Jusqu’à quel point, une œuvre dramatique peut-elle être modifiée par un metteur en scène ? Quelle est la limite entre l’interprétation et le kidnapping ? Peut-on prendre un opéra et, sans en changer une note ni un mot, lui faire dire le contraire (ou presque) des intentions de son créateur ?

Ces questions sont des vieilles lunes et agitent les passionnés d’opéra depuis les années cinquante ; mais face au Lohengrin proposé en ce moment à l’opéra Bastille, elles retrouvent toute leur actualité. 

On le sait, l’opéra de Wagner se déroule dans un Moyen Âge de fantaisie, où la malheureuse Elsa von Brabant est accusée du meurtre de son frère tandis qu’un mystérieux chevalier sans nom arrive en chevauchant un cygne géant. Toute la quincaillerie romantique du premier Wagner est ici à son apogée et l’œuvre est une suite de chœurs enflammées et de huis-clos tendus. 

Pour sa première collaboration avec l’Opéra de Paris, le metteur en scène russe Kirill Serebrennikov donne un coup de balai radical sur cet opéra créé en 1850 et bouscule tous nos repères. Nous ne sommes pas dans la relecture d’une œuvre, mais sa récriture. Il est même nécessaire de lire le texte « synopsis et personnages » qui ouvre le programme, sinon le spectateur habituel de Lohengrinrisque d’être perdu. Le premier acte se déroule dans la tête d’Elsa, peuplé de fantômes ; le deuxième dans la clinique psychiatrique où elle est tenue sous psychotropes ; puis dans un hôpital militaire en marge d’une guerre interminable…

Opposant revendiqué à la politique de Vladimir Poutine (au point d’être assigné à résidence à Moscou, lorsqu’Alexander Neef, directeur de l’Opéra, est venu lui proposer ce Lohengrin) Serebrennikov a bien entendu voulu traiter de façon métaphorique l’enlisement tragique du conflit ukrainien. Et on ne peut que louer la force des tableaux, la beauté plastique des scènes, la constante inventivité visuelle (superbe usage de la vidéo, qui rappelle que Serebrennikov est également cinéaste), ainsi qu’une direction d’acteur qui pousse les chanteurs jusqu’au plus profond de leurs personnages. Mais une question se pose à nouveau : est-ce le Lohengrin de Wagner ou celui de Serebrennikov ? Un spectateur n’ayant jamais vu l’œuvre est en droit de se sentir floué. 

On pourra toujours lui arguer qu’il suffit de fermer les yeux et se laisser porter par la musique, car le flux wagnérien est irrésistible. D’autant que le plateau réuni sur la scène de la Bastille est de haute tenue, jusqu’aux plus petits rôles.
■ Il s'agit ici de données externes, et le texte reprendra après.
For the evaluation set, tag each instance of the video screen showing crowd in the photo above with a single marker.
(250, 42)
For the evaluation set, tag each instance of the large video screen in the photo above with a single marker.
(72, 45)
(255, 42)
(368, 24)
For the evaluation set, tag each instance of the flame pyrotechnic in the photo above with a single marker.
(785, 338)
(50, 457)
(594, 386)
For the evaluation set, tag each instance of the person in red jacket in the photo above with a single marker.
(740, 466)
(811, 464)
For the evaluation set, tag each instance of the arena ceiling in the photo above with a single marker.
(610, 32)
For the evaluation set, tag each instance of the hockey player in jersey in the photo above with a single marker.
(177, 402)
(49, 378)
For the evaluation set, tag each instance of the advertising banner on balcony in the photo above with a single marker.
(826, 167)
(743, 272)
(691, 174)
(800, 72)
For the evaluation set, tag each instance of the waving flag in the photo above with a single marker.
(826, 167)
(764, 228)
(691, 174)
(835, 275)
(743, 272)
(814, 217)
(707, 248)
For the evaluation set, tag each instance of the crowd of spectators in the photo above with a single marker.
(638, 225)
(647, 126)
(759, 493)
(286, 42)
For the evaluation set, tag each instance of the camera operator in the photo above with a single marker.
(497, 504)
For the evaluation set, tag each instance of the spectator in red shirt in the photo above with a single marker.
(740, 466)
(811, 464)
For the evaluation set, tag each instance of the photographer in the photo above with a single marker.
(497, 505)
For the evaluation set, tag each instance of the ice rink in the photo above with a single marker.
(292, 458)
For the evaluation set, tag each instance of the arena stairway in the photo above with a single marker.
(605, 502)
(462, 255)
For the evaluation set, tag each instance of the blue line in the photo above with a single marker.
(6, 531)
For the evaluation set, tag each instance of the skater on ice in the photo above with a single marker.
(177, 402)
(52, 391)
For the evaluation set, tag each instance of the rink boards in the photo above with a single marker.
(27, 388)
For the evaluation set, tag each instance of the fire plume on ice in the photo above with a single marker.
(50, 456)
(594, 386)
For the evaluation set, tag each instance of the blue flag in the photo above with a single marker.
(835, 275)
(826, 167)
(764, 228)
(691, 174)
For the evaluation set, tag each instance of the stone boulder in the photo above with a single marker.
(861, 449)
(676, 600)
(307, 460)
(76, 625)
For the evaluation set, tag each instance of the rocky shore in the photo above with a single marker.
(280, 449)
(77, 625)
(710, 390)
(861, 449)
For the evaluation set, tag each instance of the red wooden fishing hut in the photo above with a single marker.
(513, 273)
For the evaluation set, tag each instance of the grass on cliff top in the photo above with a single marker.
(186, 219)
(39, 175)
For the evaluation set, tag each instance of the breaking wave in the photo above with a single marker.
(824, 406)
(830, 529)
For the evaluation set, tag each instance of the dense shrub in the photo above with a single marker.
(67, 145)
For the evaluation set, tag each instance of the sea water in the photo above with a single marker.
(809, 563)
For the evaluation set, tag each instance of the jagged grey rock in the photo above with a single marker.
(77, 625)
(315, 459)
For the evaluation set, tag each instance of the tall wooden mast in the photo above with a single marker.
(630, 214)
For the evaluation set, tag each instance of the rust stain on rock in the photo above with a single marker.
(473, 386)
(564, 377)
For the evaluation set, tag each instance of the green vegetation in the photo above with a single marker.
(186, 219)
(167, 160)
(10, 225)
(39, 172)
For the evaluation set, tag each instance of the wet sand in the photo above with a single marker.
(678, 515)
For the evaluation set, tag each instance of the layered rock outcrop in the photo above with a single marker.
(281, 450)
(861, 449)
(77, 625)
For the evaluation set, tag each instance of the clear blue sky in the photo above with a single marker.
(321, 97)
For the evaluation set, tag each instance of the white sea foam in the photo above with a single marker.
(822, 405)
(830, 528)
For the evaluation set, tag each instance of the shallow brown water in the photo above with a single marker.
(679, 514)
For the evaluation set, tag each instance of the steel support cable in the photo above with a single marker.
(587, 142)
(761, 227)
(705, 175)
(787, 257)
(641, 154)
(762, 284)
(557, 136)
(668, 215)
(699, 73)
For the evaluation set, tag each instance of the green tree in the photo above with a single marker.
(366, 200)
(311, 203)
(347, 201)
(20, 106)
Le Heinrich de la basse Kwangchul Youn et le Heerufer du baryton-basse Shenyang sont d’une superbe autorité. Le Lohengrin du ténor polonais Piotr Beczala est tel que l’a voulu Wagner : un timbre solaire, presque italien, où sourd toujours l’orage germanique. Quant à la vibrante Elsa de la soprano irlandaise Sinéad Campbell-Wallace, elle pourra sembler un brin légère, mais Serebrennikov en fait une folle à la Lucia di Lammermoor ou Ophélie, rôle qu’elle joue avec une justesse remarquable. La distribution est toutefois dominée par les plus célèbres Thénardier du Wagnérisme : Ortrud et Telramund. Paradoxe : Serebrennikov en fait des personnages presque positifs, humains ; sans doute est-ce pour cela que Nina Stemme et Wolfgang Koch sont si habités par leurs personnages, nous donnant une leçon de théâtre et de chant. 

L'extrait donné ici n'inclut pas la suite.